Quantum-Fluid Correspondence in Relativistic Fluids with Spin: From Madelung Form to Gravitational Coupling

TL;DR

This paper develops a theoretical framework connecting quantum fluid dynamics with relativistic fluids possessing spin, extending Madelung's formalism and linking it to gravitational effects in astrophysical contexts.

Contribution

It introduces a relativistic quantum-fluid formalism with spin, extending Madelung transformation and relating fluid properties to spacetime curvature.

Findings

Quantum correction to classical fluid energy due to spin

Relating Ricci scalar curvature to fluid density in static configurations

Generalized Madelung transformation for viscous, vorticity-rich flows

Abstract

This paper explores the quantum-fluid correspondence in a charged relativistic fluid with intrinsic spin.
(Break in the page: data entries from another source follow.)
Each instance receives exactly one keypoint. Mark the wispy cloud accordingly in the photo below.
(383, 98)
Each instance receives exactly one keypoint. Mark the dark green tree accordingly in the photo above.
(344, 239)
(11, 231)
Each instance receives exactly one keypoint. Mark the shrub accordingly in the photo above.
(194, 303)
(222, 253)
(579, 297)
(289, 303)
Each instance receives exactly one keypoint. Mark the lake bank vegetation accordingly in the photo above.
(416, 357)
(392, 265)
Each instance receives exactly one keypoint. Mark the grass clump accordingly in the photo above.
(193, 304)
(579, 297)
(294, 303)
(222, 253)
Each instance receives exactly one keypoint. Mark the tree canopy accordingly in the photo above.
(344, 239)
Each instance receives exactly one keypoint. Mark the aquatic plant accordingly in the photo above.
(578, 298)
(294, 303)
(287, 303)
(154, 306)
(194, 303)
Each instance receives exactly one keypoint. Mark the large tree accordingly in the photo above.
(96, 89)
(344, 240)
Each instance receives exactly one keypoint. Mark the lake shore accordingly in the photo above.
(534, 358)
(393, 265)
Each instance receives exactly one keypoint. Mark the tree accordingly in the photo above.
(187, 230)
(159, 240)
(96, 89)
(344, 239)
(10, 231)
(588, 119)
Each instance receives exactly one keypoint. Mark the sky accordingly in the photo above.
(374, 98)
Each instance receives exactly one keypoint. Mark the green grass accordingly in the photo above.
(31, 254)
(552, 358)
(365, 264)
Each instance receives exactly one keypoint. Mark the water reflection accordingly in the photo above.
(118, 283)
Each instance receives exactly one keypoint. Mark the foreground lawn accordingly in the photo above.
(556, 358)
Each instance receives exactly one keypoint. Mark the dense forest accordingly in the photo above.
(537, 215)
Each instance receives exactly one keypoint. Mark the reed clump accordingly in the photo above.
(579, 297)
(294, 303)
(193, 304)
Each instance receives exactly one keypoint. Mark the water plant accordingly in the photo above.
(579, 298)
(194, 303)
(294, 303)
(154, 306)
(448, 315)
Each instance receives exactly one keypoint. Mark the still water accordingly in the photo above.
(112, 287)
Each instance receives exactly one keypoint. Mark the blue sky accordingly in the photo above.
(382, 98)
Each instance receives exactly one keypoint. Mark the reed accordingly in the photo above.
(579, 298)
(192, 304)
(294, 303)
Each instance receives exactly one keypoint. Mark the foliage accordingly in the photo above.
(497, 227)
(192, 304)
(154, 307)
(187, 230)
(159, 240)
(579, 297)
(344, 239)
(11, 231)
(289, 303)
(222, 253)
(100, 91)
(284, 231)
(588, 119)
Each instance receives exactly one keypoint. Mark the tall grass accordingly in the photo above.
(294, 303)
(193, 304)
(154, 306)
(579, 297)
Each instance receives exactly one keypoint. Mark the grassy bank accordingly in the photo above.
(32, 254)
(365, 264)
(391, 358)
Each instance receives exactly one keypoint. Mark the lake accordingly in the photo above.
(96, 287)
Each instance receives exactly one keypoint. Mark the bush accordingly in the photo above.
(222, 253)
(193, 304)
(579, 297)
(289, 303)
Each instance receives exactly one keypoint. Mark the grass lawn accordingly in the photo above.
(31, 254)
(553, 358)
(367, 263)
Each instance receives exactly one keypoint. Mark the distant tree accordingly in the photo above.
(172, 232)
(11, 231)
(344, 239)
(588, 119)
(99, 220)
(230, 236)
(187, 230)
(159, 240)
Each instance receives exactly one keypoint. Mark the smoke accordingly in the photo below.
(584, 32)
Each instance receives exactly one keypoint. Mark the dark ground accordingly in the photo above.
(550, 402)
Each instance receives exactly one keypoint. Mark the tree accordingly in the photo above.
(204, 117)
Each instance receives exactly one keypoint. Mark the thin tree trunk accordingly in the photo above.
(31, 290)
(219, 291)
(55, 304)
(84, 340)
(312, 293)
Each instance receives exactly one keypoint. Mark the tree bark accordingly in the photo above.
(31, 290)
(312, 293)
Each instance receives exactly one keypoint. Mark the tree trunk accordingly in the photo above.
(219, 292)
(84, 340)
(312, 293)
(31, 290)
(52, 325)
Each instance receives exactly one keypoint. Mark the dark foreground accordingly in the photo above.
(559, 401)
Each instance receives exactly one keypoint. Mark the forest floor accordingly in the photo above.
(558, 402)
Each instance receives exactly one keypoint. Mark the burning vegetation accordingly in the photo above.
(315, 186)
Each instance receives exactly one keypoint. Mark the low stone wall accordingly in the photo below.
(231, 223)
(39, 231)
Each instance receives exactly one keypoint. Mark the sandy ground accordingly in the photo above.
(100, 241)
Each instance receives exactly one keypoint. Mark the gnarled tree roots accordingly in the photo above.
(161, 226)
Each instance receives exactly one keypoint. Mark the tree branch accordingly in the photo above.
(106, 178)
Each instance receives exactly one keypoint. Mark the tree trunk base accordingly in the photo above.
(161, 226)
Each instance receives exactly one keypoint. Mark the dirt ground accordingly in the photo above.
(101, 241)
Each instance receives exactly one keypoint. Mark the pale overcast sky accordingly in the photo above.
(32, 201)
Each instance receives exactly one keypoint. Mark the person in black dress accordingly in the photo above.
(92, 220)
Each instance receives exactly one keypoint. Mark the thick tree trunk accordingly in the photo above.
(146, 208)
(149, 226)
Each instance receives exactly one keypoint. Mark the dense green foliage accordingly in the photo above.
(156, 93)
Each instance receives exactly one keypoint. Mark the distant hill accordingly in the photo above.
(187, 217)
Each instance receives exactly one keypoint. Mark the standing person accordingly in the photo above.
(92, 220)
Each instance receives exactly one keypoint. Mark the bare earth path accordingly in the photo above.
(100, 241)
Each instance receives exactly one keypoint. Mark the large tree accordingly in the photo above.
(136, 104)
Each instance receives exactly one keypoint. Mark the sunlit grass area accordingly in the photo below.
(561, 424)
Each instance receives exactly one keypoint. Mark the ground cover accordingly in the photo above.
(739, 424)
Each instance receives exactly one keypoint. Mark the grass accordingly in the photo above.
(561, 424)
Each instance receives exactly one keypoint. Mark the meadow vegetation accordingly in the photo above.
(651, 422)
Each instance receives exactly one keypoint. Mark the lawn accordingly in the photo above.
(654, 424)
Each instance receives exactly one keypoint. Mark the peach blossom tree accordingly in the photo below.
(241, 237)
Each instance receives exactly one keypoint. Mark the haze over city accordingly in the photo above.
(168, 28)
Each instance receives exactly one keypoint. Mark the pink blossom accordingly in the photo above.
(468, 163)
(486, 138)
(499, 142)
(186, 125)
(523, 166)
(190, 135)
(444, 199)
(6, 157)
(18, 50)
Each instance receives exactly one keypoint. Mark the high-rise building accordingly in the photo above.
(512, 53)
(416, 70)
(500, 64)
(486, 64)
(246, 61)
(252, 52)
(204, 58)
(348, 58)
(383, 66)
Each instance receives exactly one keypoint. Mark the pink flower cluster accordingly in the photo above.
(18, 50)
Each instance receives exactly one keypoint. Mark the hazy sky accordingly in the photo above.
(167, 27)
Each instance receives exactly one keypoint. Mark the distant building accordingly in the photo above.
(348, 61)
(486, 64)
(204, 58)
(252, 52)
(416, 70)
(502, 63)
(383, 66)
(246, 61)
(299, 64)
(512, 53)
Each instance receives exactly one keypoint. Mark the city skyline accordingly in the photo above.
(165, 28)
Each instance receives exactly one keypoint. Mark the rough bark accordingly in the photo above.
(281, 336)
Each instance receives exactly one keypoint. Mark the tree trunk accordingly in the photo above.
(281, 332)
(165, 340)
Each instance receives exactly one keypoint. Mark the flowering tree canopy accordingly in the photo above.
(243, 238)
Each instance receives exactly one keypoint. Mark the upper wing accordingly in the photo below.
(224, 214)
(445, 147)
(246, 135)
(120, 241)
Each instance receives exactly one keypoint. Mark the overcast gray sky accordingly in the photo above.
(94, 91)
We begin by examining the nonrelativistic case, showing that the inclusion of spin introduces a quantum correction to the classical fluid energy. This correction, coupled with Maxwell's equations, naturally leads to the Schr\"odinger equation in Madelung form. Building on this foundation, we extend the formalism to a relativistic perfect fluid, identifying the system's stress-energy-momentum tensor. Our analysis reveals that the trace of the quantum correction to this tensor corresponds to the energy density of an oscillator, with its frequency determined by the vorticity of the spin motion. We then use the stress-energy-momentum tensor to establish the relationship between the Ricci scalar curvature, as dictated by the Einstein field equations, and the fluid density in a static, spherically symmetric configuration. Lastly, we generalize the Madelung transformation to compressible Navier-Stokes flows with vorticity and viscosity by developing a tailored Clebsch representation of the velocity field. This theoretical framework offers potential applications for studying fluid-like systems with internal rotational degrees of freedom, commonly encountered in astrophysical settings.